If it wanted to, the Obama Administration could instantly increase oversight of the national security classification system by tasking the Offices of Inspector General (IG) at each of the major classifying agencies to assume some responsibility for secrecy oversight. In coordination with the Information Security Oversight Office, those IGs could perform periodic audits of classification activity to ensure that agencies are complying with declared policies (the urgent need to revise those policies is a separate issue) and they could flag excessive use of secrecy in the course of their other duties, for further investigation by the ISOO.
In fact, the IGs already do some classification-related oversight, but only on a sporadic, ad hoc basis. In 1992, the Defense Department IG investigated and confirmed (pdf) an allegation made by the Federation of American Scientists that a secret nuclear rocket program called Timber Wind was improperly classified as an unacknowledged special access program.
But instead of combating wrongful secrecy, it seems that Inspectors General are more often called upon to investigate unauthorized disclosures of controlled information.
Most recently, the IG of the U.S. Government Printing Office (GPO) examined (pdf) the unintended publication of a report to the International Atomic Energy Agency listing U.S. civilian nuclear sites and facilities and marked as “sensitive.” Secrecy News discovered the document on the GPO web site in late May, and it subsequently made headlines around the world. (“US Declares Nuclear Sites to the IAEA,” Secrecy News, June 1, 2009.) After the New York Times and other news organizations picked up the story on June 3, “a torrent of media activity ensued,” the GPO IG report said.
“Our investigation found no wrongdoing on the part of GPO or its employees,” the IG concluded last week (as first reported by Ed O’Keefe of the Washington Post, August 10). Rather, GPO simply acted at the direction of its client, the House of Representatives, which transmitted the report for publication.
The GPO IG did not independently evaluate the actual sensitivity of the document (large pdf), and did not inquire whether it disclosed any information that was not previously in the public domain or, if so, what the consequences were likely to be. (Our view is that while the report may be diplomatically sensitive, given that such national declarations to the IAEA are not normally published, it does not reveal sensitive technology or security information.) A separate investigation of the publication of the report on nuclear facilities is still being conducted by the General Accounting Office.
In another recent case, the Inspector General at the Library of Congress (LOC) was asked to investigate the unauthorized publication of thousands of Congressional Research Service (CRS) reports last February by Wikileaks.org, a website which publishes confidential or restricted documents. Although more, and more recent, CRS reports had previously been disclosed by OpenCRS.com, FAS, and others, the audacity of the Wikileaks move set off alarms at CRS and among some in Congress.

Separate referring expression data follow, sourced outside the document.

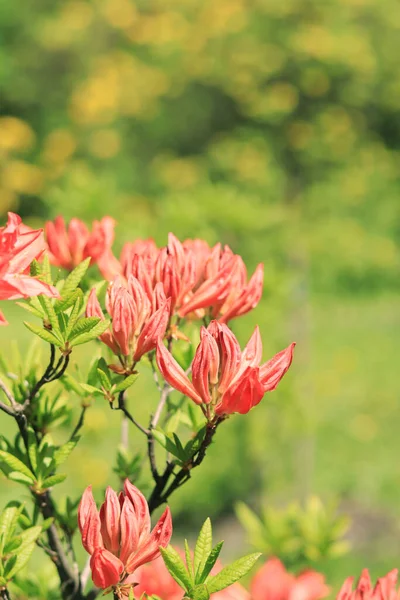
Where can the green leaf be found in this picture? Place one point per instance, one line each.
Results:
(71, 384)
(83, 325)
(126, 383)
(90, 389)
(19, 477)
(203, 547)
(45, 334)
(74, 278)
(15, 464)
(232, 573)
(94, 332)
(32, 309)
(32, 449)
(51, 315)
(22, 559)
(74, 316)
(53, 480)
(176, 567)
(210, 562)
(104, 379)
(69, 300)
(166, 442)
(30, 535)
(189, 562)
(8, 521)
(62, 453)
(200, 592)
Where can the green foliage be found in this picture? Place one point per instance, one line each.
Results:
(194, 576)
(299, 536)
(16, 546)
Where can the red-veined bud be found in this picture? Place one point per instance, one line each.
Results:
(273, 370)
(243, 394)
(230, 354)
(174, 374)
(205, 365)
(78, 235)
(252, 353)
(106, 568)
(57, 241)
(141, 508)
(153, 330)
(89, 522)
(110, 513)
(141, 301)
(247, 299)
(93, 309)
(123, 320)
(130, 530)
(150, 549)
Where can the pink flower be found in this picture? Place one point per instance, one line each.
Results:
(223, 377)
(199, 279)
(68, 248)
(19, 246)
(385, 588)
(137, 322)
(273, 582)
(224, 289)
(154, 579)
(118, 537)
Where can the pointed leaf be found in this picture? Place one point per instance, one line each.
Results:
(15, 464)
(45, 334)
(176, 567)
(126, 383)
(62, 453)
(94, 332)
(210, 562)
(53, 480)
(203, 547)
(232, 573)
(22, 559)
(74, 278)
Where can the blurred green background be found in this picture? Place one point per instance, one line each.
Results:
(273, 126)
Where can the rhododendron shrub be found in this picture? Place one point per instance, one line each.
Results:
(134, 313)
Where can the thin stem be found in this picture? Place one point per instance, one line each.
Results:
(9, 397)
(46, 374)
(161, 492)
(121, 406)
(80, 423)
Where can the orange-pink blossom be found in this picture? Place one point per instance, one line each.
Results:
(199, 279)
(273, 582)
(19, 246)
(384, 589)
(118, 537)
(68, 247)
(137, 322)
(224, 378)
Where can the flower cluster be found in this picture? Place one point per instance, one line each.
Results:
(137, 321)
(271, 582)
(200, 280)
(69, 247)
(118, 537)
(19, 246)
(224, 379)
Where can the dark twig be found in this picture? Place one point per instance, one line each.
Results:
(80, 423)
(121, 406)
(161, 492)
(8, 394)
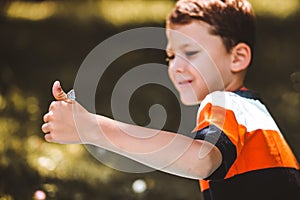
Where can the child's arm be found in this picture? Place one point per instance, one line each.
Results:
(69, 122)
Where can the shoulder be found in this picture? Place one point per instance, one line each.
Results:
(246, 111)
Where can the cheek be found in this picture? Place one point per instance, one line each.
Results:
(210, 75)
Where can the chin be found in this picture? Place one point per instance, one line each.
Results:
(189, 101)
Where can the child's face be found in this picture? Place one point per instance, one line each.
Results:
(199, 63)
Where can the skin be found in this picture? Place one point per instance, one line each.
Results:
(210, 68)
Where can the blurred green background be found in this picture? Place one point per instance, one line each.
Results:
(42, 41)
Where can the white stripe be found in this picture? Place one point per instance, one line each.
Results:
(248, 112)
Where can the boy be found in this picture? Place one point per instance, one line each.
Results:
(236, 150)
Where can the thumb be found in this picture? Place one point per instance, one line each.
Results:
(58, 92)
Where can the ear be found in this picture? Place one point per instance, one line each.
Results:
(241, 57)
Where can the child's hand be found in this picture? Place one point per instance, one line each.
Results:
(67, 121)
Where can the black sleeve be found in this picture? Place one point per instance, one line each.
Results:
(217, 137)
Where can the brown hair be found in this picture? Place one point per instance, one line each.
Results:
(232, 20)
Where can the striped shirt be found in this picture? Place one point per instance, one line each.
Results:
(257, 162)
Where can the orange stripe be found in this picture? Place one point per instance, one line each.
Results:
(258, 149)
(204, 185)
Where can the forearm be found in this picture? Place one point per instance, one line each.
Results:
(162, 150)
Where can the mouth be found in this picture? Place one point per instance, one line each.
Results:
(184, 82)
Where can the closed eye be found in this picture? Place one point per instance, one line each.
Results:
(190, 53)
(170, 58)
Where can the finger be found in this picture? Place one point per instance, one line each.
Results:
(46, 128)
(52, 105)
(47, 117)
(58, 92)
(48, 138)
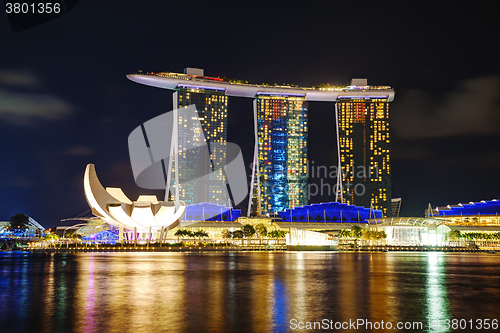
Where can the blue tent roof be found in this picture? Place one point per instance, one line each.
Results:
(473, 208)
(206, 211)
(329, 212)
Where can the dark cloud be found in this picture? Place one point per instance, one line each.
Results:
(20, 78)
(17, 180)
(24, 109)
(79, 150)
(472, 108)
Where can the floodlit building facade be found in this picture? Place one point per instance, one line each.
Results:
(364, 150)
(279, 175)
(281, 179)
(211, 106)
(482, 213)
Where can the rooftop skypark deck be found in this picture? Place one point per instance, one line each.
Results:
(173, 81)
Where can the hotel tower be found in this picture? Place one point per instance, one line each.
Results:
(280, 180)
(364, 150)
(279, 173)
(211, 106)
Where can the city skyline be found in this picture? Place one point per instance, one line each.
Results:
(278, 179)
(68, 104)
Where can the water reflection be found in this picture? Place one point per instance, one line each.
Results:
(436, 296)
(243, 292)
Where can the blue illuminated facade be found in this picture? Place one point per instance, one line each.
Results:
(105, 236)
(210, 212)
(473, 208)
(282, 153)
(333, 212)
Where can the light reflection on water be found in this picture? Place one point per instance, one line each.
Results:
(240, 292)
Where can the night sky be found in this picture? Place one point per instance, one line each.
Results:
(65, 100)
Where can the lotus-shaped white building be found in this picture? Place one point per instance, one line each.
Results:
(114, 207)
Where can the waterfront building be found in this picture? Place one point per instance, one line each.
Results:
(395, 206)
(278, 180)
(483, 213)
(331, 212)
(206, 211)
(364, 149)
(281, 179)
(211, 106)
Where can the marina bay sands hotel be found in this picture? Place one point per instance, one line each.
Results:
(279, 175)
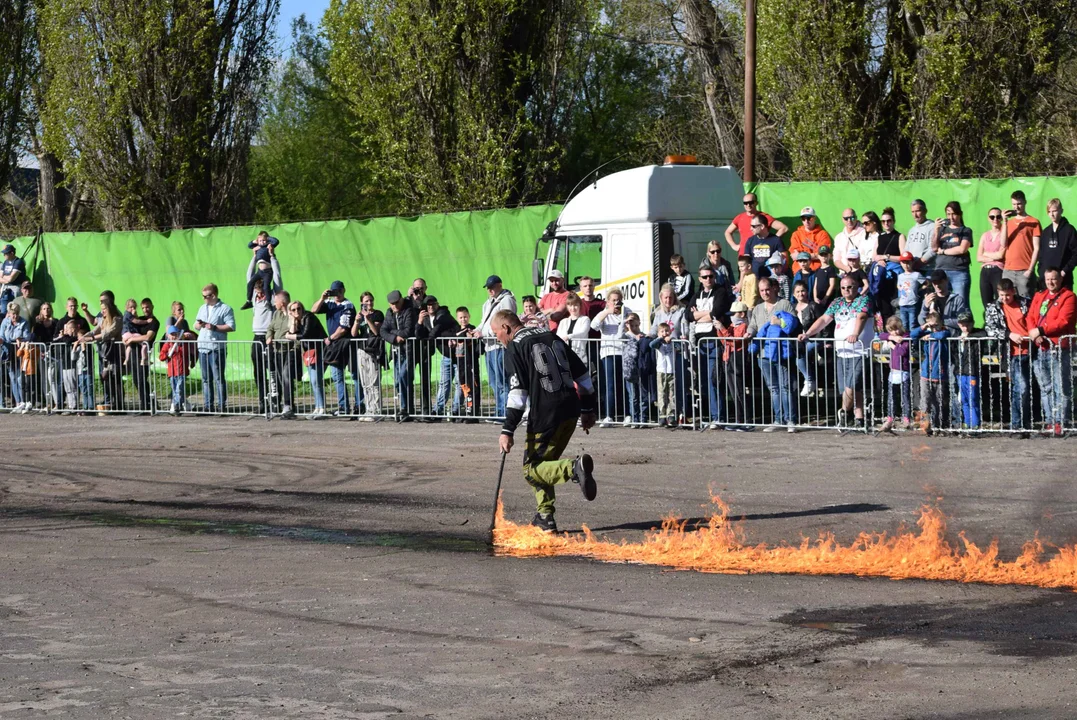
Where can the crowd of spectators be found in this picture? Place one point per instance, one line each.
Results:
(791, 310)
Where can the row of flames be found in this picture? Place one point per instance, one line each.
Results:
(721, 547)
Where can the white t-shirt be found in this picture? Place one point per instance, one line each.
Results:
(918, 240)
(612, 329)
(574, 330)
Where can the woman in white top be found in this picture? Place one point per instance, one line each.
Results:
(610, 323)
(574, 329)
(990, 254)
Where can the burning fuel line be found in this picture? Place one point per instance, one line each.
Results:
(721, 546)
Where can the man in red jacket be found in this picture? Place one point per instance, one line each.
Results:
(1051, 322)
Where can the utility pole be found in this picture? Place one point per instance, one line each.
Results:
(750, 90)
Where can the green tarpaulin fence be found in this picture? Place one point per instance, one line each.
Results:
(784, 201)
(453, 252)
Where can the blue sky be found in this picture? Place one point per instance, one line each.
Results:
(291, 9)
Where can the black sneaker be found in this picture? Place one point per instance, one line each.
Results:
(582, 474)
(545, 523)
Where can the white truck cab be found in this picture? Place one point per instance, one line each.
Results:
(623, 228)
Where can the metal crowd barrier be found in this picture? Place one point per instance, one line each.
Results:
(953, 385)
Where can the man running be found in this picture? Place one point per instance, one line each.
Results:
(540, 367)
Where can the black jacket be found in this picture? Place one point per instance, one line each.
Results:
(402, 324)
(1058, 248)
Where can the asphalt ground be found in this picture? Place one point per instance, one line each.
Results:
(233, 568)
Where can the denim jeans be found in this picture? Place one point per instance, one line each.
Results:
(908, 314)
(317, 375)
(1020, 395)
(806, 361)
(86, 391)
(445, 382)
(613, 386)
(1054, 377)
(634, 392)
(969, 399)
(15, 378)
(211, 364)
(495, 373)
(960, 281)
(336, 373)
(404, 381)
(179, 384)
(777, 377)
(710, 373)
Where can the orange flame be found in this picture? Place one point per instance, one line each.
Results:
(721, 547)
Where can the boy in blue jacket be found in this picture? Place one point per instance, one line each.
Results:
(934, 371)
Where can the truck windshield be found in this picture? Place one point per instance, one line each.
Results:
(579, 255)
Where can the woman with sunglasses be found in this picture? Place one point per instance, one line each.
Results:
(889, 248)
(951, 243)
(305, 328)
(991, 254)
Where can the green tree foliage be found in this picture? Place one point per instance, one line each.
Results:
(152, 103)
(306, 163)
(918, 87)
(15, 38)
(463, 102)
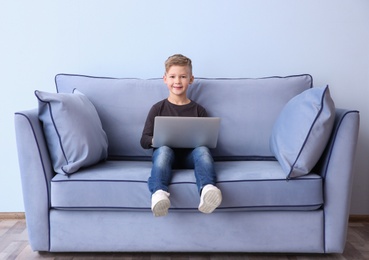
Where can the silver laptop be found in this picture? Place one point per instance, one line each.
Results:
(186, 132)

“My question is, have you taken steps necessary to prevent it from happening again and determine how it is that it happened in the first place?” asked Rep. Debbie Wasserman Schultz (D-FL) at an April 29, 2009 House Appropriations Committee hearing (at p. 285 in a very large pdf file).
“We have left it for the IG to do that and to then report how it happened,” replied CRS director Daniel Mulhollan.
This seems like an exceptionally poor use of the IG, especially since throughout Mr. Mulhollan’s tenure the supposed confidentiality of most CRS reports has been routinely violated, without adverse effect and arguably to the benefit of CRS. Broad public disclosure of CRS reports has increased the Service’s stature in the press and elsewhere, and has also permitted the correction of published errors in those reports. (CRS memoranda that are prepared for individual Members are generally protected more effectively than the CRS reports that are intended for general distribution.) For the past decade and longer, new CRS reports have been published for sale nearly every day by commercial vendors of CRS products such as PennyHill Press, Gallery Watch, and Lexis-Nexis— yet somehow it is only free access for members of the public that triggered official outrage and led to an IG investigation.
The LOC Office of the IG did not respond to an inquiry from Secrecy News this week concerning the status or outcome of its investigation of the disclosure of CRS reports to Wikileaks.
As a rule, we believe IGs could be more productively employed by pursuing unnecessary or inappropriate restrictions on disclosure of government information. In particular, the forthcoming Obama executive order on national security classification could authorize and direct executive branch agency IGs to help identify cases of needless secrecy, and to help fix them.